Whereas the UN company did not present extra particulars, this got here two days after a risk actor utilizing the “Natohub” deal with leaked an archive of 42,000 paperwork reportedly stolen from ICAO on the BreachForums hacking discussion board.
In response to Natohub’s claims, the allegedly stolen paperwork include names, dates of delivery, addresses, telephone numbers, e mail addresses, and schooling and employment info.
One other risk actor stated the leaked archive accommodates 2GB of information with info on 57,240 distinctive emails.

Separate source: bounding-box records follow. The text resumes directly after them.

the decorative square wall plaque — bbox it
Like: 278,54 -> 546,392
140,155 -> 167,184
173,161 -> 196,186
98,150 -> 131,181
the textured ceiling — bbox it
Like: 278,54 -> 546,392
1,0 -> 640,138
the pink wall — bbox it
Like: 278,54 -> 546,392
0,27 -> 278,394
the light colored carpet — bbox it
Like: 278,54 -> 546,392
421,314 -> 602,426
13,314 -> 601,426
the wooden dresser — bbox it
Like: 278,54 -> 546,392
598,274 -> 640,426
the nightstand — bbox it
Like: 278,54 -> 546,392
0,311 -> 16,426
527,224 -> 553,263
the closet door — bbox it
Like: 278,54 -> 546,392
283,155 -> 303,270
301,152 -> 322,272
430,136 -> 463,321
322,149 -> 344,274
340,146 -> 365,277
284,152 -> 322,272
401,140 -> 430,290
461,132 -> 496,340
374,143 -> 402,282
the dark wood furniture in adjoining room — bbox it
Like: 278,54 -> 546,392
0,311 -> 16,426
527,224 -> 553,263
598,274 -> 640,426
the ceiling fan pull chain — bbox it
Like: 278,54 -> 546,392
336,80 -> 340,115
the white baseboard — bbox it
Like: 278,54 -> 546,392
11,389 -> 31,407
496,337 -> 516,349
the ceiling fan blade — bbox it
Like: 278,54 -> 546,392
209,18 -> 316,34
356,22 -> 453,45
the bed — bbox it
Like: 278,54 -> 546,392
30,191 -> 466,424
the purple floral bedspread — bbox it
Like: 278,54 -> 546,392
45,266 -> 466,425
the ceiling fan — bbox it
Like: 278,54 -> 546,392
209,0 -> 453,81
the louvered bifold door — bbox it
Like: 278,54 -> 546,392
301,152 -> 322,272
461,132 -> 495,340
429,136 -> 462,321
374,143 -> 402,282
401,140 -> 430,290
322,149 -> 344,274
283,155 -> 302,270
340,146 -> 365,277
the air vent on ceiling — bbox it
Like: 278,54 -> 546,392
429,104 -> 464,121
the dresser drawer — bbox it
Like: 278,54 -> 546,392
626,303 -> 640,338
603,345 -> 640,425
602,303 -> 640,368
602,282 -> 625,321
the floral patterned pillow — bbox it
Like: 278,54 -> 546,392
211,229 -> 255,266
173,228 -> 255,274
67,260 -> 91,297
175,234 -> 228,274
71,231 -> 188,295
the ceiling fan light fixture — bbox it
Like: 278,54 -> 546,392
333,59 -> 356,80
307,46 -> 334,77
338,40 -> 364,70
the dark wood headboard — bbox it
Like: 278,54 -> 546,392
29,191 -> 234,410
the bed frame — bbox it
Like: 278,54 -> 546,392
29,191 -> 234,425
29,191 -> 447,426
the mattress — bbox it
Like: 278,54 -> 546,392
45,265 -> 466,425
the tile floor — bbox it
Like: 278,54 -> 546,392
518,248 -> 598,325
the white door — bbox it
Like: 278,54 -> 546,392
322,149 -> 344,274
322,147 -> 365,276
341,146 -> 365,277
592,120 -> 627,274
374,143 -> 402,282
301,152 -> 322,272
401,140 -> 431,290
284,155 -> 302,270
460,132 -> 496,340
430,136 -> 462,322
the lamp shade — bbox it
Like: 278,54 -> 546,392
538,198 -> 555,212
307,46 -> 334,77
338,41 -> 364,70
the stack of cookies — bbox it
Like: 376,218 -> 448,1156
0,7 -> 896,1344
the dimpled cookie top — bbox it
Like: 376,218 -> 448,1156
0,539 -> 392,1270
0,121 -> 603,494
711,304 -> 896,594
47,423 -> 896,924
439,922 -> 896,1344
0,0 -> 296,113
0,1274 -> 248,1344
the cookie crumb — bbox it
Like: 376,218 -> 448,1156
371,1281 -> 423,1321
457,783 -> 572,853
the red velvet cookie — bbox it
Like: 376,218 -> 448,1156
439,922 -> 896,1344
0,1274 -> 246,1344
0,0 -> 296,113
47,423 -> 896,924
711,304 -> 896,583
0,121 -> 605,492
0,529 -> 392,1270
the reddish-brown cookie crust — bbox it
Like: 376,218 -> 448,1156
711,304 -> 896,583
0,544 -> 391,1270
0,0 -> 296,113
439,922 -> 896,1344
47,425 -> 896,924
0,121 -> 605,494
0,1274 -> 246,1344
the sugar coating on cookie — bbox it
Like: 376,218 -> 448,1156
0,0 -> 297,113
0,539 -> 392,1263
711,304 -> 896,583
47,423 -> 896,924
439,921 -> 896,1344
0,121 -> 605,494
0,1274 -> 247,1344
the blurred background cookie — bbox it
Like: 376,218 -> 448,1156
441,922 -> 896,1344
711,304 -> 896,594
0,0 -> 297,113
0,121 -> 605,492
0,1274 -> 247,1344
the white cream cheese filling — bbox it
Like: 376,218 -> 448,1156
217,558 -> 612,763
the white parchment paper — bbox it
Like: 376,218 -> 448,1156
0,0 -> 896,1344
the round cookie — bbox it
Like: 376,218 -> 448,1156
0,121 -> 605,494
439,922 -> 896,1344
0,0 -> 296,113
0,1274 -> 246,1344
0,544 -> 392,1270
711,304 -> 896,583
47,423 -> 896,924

At the moment, ICAO confirmed the hyperlink in an up to date assertion despatched to BleepingComputer: “The reported information security incident involves approximately 42,000 recruitment application data records from April 2016 to July 2024 claimed to be released by the threat actor known as Natohub.”
The company says the stolen information accommodates recruitment info, however the breach did not impression candidates’ monetary and different delicate information.
“The compromised data includes recruitment-related information that applicants entered into our system, such as names, email addresses, dates of birth, and employment history. The affected data does not include financial information, passwords, passport details, or any documents uploaded by applicants,” ICAO stated.
“We can confirm that this incident is limited to the recruitment database and does not affect any systems related to aviation safety or security operations.”
ICAO added that it carried out extra safety measures to guard its techniques from future assaults, remains to be assessing the incident’s impression, and is working to establish and notify all people affected by this breach.
Menace actors additionally hacked UN networks in Vienna and Geneva in July 2019 utilizing a Sharepoint exploit, getting access to employees information, medical health insurance, and industrial contract information.
Moreover, the United Nations Growth Programme (UNDP) began investigating a cyberattack in April 2024 following a breach claimed by the 8Base ransomware gang, whereas the United Nations Environmental Programme (UNEP) disclosed a knowledge breach in January 2021 after over 100,000 worker information with private info uncovered on-line.